Waczerciser is an experimental tool for opening, inspecting, editing, and re-packaging WARC and WACZ files.
You can install waczerciser directly from GitHub:
npm install -g harvard-lil/waczerciser
Or run it without installing using npx:
npx github:harvard-lil/waczerciser
waczerciser_demo.mp4
Waczerciser is primarily useful for debugging web archive files and understanding how they work.
Beyond this, the WACZ format has potential as an application container format, not just an archival format, for distributing sandboxed web applications as single files.

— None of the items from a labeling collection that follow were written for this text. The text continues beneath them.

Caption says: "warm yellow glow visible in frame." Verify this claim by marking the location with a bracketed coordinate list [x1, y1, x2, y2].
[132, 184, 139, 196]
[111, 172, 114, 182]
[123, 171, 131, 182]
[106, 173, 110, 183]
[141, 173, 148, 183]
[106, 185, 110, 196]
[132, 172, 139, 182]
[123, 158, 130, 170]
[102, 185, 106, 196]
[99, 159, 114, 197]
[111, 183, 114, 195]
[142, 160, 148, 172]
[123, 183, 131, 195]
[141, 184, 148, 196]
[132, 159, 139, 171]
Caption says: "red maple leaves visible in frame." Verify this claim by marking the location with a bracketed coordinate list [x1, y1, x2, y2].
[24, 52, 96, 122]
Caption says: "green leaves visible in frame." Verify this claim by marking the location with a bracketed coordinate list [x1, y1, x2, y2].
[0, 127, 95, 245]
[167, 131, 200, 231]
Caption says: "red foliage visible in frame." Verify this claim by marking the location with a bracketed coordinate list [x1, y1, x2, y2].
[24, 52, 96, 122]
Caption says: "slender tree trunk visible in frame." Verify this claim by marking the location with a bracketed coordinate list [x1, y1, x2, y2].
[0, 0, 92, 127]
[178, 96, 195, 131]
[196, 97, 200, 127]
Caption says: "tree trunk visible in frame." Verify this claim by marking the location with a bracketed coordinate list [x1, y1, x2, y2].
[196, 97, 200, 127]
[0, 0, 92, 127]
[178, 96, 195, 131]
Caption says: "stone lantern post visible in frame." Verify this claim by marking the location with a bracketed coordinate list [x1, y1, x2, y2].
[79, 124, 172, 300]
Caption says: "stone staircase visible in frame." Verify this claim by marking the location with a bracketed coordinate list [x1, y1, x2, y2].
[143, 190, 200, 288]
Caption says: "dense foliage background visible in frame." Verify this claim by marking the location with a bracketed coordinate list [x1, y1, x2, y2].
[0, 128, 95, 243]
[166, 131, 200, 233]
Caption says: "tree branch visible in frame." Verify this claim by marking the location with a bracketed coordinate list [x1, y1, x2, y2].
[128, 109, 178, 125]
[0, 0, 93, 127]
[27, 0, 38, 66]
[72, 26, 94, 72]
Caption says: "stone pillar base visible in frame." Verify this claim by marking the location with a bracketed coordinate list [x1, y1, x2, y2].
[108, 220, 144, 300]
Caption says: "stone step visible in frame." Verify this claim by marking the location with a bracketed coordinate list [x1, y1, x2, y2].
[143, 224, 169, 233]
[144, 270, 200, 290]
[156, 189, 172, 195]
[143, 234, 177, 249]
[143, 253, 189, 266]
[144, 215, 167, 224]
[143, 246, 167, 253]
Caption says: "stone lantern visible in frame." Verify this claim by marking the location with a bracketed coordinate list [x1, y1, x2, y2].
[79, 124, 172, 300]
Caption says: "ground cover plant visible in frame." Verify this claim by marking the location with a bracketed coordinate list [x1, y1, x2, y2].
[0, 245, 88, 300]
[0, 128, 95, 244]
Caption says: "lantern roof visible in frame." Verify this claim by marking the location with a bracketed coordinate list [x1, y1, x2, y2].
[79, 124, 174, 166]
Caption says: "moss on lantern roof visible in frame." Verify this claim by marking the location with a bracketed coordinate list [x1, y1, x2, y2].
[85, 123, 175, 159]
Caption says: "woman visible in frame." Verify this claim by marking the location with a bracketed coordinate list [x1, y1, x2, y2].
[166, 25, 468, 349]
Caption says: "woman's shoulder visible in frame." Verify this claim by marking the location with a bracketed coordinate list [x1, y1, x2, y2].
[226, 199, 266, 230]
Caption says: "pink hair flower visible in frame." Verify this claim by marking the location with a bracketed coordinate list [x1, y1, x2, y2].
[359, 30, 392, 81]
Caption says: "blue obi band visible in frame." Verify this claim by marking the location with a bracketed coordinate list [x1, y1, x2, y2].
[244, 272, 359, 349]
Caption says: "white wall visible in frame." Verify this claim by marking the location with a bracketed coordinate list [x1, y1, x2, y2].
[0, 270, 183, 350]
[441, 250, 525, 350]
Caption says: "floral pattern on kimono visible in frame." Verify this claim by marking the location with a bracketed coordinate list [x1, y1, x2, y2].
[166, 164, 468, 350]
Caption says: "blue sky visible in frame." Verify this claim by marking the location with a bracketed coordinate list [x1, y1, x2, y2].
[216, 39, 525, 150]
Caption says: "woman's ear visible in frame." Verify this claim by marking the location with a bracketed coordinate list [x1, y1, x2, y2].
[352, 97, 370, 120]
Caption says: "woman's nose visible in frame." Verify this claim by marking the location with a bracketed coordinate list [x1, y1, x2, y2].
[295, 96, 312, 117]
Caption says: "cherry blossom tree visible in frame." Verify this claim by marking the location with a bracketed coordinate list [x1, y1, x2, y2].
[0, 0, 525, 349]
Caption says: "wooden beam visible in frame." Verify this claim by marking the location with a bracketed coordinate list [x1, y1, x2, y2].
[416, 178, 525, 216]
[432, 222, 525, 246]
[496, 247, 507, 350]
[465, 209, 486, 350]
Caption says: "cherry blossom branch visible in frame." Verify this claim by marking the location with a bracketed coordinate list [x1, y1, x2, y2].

Waczerciser makes it much easier to write web apps as WACZ files and explore this potential use case.
The extract command will take a WARC or WACZ file and extract the contents to a directory.
$ waczerciser extract example.warc.gz my_dir
Successfully extracted example.warc.gz to my_dir
$ tree my_dir
├── example.warc
├── file:
│ ├── dom-snapshot.html
│ ├── pdf-snapshot.pdf
│ ├── provenance-summary.html
│ └── screenshot.png
└── http:
└── example.com
├── __index__.html
└── favicon.ico
Each Response record is extracted to a file based on the warcTargetURI
field. For example, the http://example.com
record is extracted to http:/example.com/__index__.html
. Note that in the case of a long URI, part of the URI is hashed to create a filename of 255 characters or fewer.
extract
also writes out a metadata file, example.warc
, which contains all non-Response records verbatim, and all Response records with their response data replaced by a file path.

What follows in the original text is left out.